RO Water System Adventures

IMG_2504.JPGI installed an under-sink RO system on November 9, 2015.  This system fed a drinking water tap at the sink, and also filled my 20-gallon RO water tank in the orchid room.

About a month after installation, we noticed that when the RO system was running, water was leaking out from behind the kitchen sink.  Extensive use of towels, mopping up twice a week (when the tank needed to be refilled), and repeated adventures under the sink convinced me that it was not the RO system that was leaking, but something in the plumbing system of the house.

So, we brought in the plumbers!  They were also stumped on how the RO system could cause a leak when running, but not when idle.  Finally, they decided (and I concurred) that it was a slab leak in the cold-water side, and that we had two options: re-plumbing/re-routing the cold water system, or jack-hammering up the foundation where the leak may be.  We opted for re-routing, which had been done previously in our house after a slab leak on the hot water side.

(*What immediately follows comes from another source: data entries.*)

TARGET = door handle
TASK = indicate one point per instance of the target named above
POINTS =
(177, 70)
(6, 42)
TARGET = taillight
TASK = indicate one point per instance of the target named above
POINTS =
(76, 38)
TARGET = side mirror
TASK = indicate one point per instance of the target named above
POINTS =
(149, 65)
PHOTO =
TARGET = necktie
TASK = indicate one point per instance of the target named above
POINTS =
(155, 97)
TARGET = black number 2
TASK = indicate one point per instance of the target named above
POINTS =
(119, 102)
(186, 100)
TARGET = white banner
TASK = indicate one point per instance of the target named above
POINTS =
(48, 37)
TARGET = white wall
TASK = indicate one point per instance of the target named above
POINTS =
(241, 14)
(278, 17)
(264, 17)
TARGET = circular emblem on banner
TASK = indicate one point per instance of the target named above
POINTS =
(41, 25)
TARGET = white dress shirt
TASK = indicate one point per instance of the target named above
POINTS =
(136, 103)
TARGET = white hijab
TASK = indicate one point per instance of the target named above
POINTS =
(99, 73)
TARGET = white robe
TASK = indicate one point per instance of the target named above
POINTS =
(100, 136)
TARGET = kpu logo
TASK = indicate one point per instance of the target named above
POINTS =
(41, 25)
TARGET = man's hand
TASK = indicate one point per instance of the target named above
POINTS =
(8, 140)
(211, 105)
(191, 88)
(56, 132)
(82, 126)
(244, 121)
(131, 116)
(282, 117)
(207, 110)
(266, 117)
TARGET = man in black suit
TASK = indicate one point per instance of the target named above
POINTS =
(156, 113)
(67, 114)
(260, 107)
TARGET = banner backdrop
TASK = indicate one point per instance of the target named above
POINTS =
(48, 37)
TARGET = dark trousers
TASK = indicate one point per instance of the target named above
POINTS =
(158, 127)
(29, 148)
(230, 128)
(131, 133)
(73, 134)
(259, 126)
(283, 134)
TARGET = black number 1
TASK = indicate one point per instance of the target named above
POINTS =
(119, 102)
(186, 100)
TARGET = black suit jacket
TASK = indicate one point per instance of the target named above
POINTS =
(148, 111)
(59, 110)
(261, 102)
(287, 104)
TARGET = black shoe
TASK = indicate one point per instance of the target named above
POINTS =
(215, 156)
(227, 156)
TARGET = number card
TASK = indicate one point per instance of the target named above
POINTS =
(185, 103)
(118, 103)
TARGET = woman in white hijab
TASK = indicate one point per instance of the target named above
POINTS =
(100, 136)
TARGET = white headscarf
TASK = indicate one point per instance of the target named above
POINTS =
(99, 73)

So, they started re-routing the cold water side, which necessitated the cutting of approximately 10 holes in our drywall (Three of these holes shown in the picture.)

At the first testing of the new system, the RO system turned on, and the LEAK WAS STILL THERE.  This necessitated much head-scratching and investigating, and eventual discovery of the leak!

We found a small crack in the kitchen-sink drain pipe, inside the wall behind the sink where the drain pipe went into the foundation.  It was on the “house side” of the drain pipe, and as the output of the RO system was dribbling water into the drain, this small amount of water was trickling down the house side of the drain pipe, catching the crack and leaking out.  Normal drainage from the sink or the dishwasher was of sufficient volume that the water largely ran to the back of the drain pipe, missing the crack.  There is a 90 degree bend in the pipe after the drain enters the wall behind the sink.  In a larger flow, the water is naturally pushed to the back of the vertical pipe inside the wall.  It was the small amount of water discharged from the RO system that exposed the leak.

So now the leak has been discovered — and fixed!  We only now must get some drywall patched, textured, and painted.